Essa leveza, contudo, não é fruto da negação das dificuldades, como sugerem algumas abordagens superficiais de otimismo. Em “A Insustentável Leveza do Ser”, Milan Kundera pergunta: “Mas será mesmo atroz o peso e bela a leveza?”. Kundera explora o paradoxo do fardo, que, apesar de nos comprimir e manter presos ao chão, pode também representar a realização mais intensa da vida: “Na poesia amorosa de todos os séculos, porém, a mulher deseja receber o fardo do corpo masculino. O mais pesado dos fardos é, portanto, ao mesmo tempo a imagem da realização vital mais intensa. Quanto mais pesado é o fardo, mais próxima da terra está nossa vida, e mais real e verdadeira ela é.”

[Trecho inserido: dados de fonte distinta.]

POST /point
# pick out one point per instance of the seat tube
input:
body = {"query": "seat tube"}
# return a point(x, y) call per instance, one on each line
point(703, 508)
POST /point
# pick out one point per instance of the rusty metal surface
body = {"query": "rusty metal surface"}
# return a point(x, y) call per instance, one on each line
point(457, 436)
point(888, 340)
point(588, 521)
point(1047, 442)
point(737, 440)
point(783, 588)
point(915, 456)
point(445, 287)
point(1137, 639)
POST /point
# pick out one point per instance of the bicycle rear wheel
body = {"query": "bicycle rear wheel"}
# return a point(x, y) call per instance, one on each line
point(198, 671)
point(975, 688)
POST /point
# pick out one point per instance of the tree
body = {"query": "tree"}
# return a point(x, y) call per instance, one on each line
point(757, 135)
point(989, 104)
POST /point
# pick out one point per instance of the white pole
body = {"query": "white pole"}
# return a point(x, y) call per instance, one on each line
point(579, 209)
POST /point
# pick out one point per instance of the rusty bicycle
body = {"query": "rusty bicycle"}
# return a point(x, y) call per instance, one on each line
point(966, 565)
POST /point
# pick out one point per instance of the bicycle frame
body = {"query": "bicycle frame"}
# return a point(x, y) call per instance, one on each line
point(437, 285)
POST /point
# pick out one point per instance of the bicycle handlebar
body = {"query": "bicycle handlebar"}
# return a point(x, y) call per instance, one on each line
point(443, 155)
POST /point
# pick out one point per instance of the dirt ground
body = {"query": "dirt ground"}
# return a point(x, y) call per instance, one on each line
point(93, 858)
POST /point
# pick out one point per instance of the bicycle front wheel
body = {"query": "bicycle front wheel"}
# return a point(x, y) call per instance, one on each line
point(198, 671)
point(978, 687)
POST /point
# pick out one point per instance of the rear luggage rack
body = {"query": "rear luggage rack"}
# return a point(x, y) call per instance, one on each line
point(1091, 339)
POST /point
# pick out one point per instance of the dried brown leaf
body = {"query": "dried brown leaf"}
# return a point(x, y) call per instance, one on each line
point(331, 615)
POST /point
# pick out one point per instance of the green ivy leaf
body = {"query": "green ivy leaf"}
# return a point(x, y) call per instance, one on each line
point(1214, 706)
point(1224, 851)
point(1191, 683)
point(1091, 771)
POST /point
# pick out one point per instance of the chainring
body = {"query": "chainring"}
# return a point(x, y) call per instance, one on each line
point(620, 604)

Devemos negar o que é difícil, excluir a dor, fugir do sofrimento? O outro, o trânsito, a buzina, a falta — será que precisam mesmo ser excluídos, ou são apenas partes inevitáveis do todo? É necessário que tudo mude para que sejamos felizes? E, mais importante: ser feliz é mesmo uma condição obrigatória para alcançar a plenitude? “Não quero ser feliz. Quero é ter uma vida interessante”, provocava o psicanalista Contardo Calligaris. Para ele, a felicidade plena é uma ilusão que busca nos poupar das dores da vida. “É preciso sentir plenamente as dores: das perdas, do luto, do fracasso. Eu acho um tremendo desastre esse ideal de felicidade que tenta nos poupar de tudo o que é ruim.” Então, o que importa? Nietzsche dizia que, “quem tem um porquê enfrenta qualquer como”. Qual é o porquê que te ajuda a incluir os desafios do dia a dia? O que dá sentido ao peso e à leveza de sua existência?
Calligaris tinha uma anedota para isso: “Um comunista radical, de várias gerações de militância, está no leito de morte. Então, ele manda chamar o padre e pede para se arrepender, receber a extrema-unção e, portanto, de certa forma, se converter. Recebe a comunhão e a extrema-unção, e o padre vai embora. Em seguida, entram todos os seus amigos e camaradas do partido, dizendo: “Mas você enlouqueceu? O que é isso? Você decide se render nessa altura?” Então, nosso herói dá uma resposta famosa: “Eu não mudei de ideia, imagina! Nem pensar! Eu só pensei que, como vou morrer, é melhor que morra um deles do que um dos nossos. Assim, me converti para morrer como um católico e não um comunista.”